И вот почему. Во-первых, я знаю, что, несмотря на то, что Андрей редко говорит о покойной жене, печаль этой потери слишком глубоко вкоренилась в его сердце, чтобы когда-нибудь дать ей преемницу и мачеху нашему маленькому Коко. Во-вторых, потому, что эта Натали совсем не из того разряда женщин, которые могут нравиться Андрею. Она привлекательна, обворожительна, но в ней нет того, что называется глубина. После того как она обворожит вас, и вы, без всякой причины улыбаясь, глядите на нее, вы невольно себя спрашиваете: „Что же в ней хорошего, за что я пленилась ею?“ — и не находите ответа. Она меня обворожила и всех нас, так что я только на второй день могла собраться с мыслями, чтобы обдумать ее характер. У нее два огромные недостатка: тщеславие, страсть к похвалам и кокетство, не имеющие границ и цели. Я не видала ничего подобного. Она кокетничала со всеми: с Андреем, со мной, с своим братом и, главное, с моим отцом. Она, видимо, слышала о его характере и решила победить его — и победила; через два часа времени она дошла до того, что позволяла себе с ним такие вольности, которые никто, я думаю, в жизни не позволял себе. Не думаю, чтобы Андрей выбрал ее своею женою, и откровенно скажу, я не желаю этого.
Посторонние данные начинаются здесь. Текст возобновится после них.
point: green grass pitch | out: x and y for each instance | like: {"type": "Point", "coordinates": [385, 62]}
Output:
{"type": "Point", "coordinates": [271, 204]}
Что касается до Николая, то скажу вам откровенно, что он мне очень понравился, и, признаюсь, глядя на него, я мечтала о счастье Вашем с ним. Как бы я желала видеть такого милого человека мужем моего лучшего друга.
Но я заболталась. Кончаю свой девятый листок. Прощайте, мой милый друг, да сохранит Вас Бог под своим святым могущественным покровом. Моя милая подруга Бурьен целует Вас».